Anil Seth (born 11 June 1972) is a British neuroscientist, author, and professor of Cognitive and Computational Neuroscience at the University of Sussex, where he co-directs the Sussex Centre for Consciousness Science. He is a leading figure in the scientific study of consciousness, best known for his work on perception as a "controlled hallucination" and his popular science writing.


Key Scientific Contributions and Theories


"Controlled Hallucination" Theory: Seth posits that what we perceive as reality is actually a "controlled hallucination" generated by the brain, rather than a direct, passive readout of the outside world. He suggests the brain is a prediction machine that constantly generates hypotheses about the causes of sensory input, updating them based on new data.
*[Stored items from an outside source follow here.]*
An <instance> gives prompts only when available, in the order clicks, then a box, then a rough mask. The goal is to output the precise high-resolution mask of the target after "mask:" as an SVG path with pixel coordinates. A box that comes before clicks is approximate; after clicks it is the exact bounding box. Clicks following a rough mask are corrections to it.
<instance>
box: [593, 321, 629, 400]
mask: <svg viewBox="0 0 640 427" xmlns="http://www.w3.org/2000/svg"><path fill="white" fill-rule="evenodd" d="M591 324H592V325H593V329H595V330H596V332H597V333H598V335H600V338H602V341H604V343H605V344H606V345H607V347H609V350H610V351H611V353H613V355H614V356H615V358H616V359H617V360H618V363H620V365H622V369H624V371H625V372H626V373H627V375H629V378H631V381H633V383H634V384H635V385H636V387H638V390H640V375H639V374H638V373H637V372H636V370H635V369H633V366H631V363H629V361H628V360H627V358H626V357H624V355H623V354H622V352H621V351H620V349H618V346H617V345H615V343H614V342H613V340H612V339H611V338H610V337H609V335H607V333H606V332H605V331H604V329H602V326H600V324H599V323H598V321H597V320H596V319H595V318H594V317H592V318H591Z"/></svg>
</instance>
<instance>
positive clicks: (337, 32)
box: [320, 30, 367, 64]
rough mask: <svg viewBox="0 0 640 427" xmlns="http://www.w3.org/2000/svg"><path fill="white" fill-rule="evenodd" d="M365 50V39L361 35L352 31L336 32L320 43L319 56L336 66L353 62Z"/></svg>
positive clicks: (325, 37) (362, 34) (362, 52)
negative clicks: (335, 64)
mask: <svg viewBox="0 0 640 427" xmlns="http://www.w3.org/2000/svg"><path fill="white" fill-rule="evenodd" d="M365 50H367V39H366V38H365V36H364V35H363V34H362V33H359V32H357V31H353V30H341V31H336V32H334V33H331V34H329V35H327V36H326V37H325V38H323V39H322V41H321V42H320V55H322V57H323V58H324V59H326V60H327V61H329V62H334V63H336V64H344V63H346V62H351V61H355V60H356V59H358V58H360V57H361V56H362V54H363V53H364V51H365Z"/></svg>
The "Real Problem" of Consciousness: Instead of focusing on David Chalmers' "hard problem" (how/why physical processes produce subjective experience), Seth advocates for addressing the "real problem". This involves predicting, explaining, and controlling the properties of consciousness by linking them to specific, observable brain mechanisms.


Materialist/Physicalist Approach: Seth supports the view that consciousness is an emergent property of the brain's physical, biological mechanisms.


The Self as a "Construction": He argues that the sense of "self" is not a central entity in the brain, but rather a collection of perceptions—an embodied, perspectival, and narrative construction aimed at keeping the organism alive.